Amtsblatt der Europäischen Union

L 270/12


ENTSCHEIDUNG DES RATES

vom 9. Oktober 2007

zur Ermächtigung Frankreichs, auf in seinen überseeischen Departements hergestellten „traditionellen“ Rum einen ermäßigten Verbrauchsteuersatz anzuwenden und zur Aufhebung der Entscheidung 2002/166/EG

(2007/659/EG)

DER RAT DER EUROPÄISCHEN UNION —

gestützt auf den Vertrag zur Gründung der Europäischen Gemeinschaft, insbesondere auf Artikel 299 Absatz 2,

auf Vorschlag der Kommission,

nach Stellungnahme des Europäischen Parlaments (1),

in Erwägung nachstehender Gründe:

(1)

Nach Artikel 299 Absatz 2 des Vertrags gilt dieser Vertrag für die französischen überseeischen Departements, die Azoren, Madeira und die Kanarischen Inseln. Unter Berücksichtigung der strukturbedingten sozialen und wirtschaftlichen Lage der französischen überseeischen Departements, der Azoren, Madeiras und der Kanarischen Inseln, die durch die Faktoren Abgelegenheit, Insellage, geringe Größe, schwierige Relief- und Klimabedingungen und wirtschaftliche Abhängigkeit von einigen wenigen Erzeugnissen erschwert wird, die als ständige Gegebenheiten und durch ihr Zusammenwirken die Entwicklung schwer beeinträchtigen, beschließt der Rat jedoch auf Vorschlag der Kommission nach Anhörung des Europäischen Parlaments mit qualifizierter Mehrheit spezifische Maßnahmen, die insbesondere darauf abzielen, die Bedingungen für die Anwendung des Vertrags auf die genannten Gebiete, einschließlich gemeinsamer Politiken, festzulegen. Bei Beschlüssen über solche Maßnahmen berücksichtigt der Rat Bereiche wie die Steuerpolitik.
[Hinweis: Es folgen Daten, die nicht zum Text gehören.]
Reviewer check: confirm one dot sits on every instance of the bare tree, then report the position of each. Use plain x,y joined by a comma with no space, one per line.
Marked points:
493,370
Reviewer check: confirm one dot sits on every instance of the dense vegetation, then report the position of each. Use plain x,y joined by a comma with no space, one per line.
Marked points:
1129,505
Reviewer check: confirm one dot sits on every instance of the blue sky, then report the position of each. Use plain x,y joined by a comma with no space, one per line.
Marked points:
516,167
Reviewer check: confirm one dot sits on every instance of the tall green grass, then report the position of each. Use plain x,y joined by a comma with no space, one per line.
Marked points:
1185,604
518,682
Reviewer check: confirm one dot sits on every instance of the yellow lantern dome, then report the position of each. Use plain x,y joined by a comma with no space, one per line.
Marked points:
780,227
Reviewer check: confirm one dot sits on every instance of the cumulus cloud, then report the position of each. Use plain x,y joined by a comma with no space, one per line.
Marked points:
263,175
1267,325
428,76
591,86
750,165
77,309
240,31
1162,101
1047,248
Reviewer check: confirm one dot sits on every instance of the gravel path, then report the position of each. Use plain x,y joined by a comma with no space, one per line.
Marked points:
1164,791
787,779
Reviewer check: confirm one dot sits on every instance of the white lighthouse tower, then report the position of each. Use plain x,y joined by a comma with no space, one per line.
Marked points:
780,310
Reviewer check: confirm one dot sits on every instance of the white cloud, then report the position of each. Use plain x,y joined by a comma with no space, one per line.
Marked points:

Er beschließt solche Maßnahmen unter Berücksichtigung der besonderen Merkmale und Zwänge der Gebiete in äußerster Randlage, ohne dabei die Integrität und Kohärenz der gemeinschaftlichen Rechtsordnung, die auch den Binnenmarkt und die gemeinsamen Politiken umfasst, auszuhöhlen.

(2)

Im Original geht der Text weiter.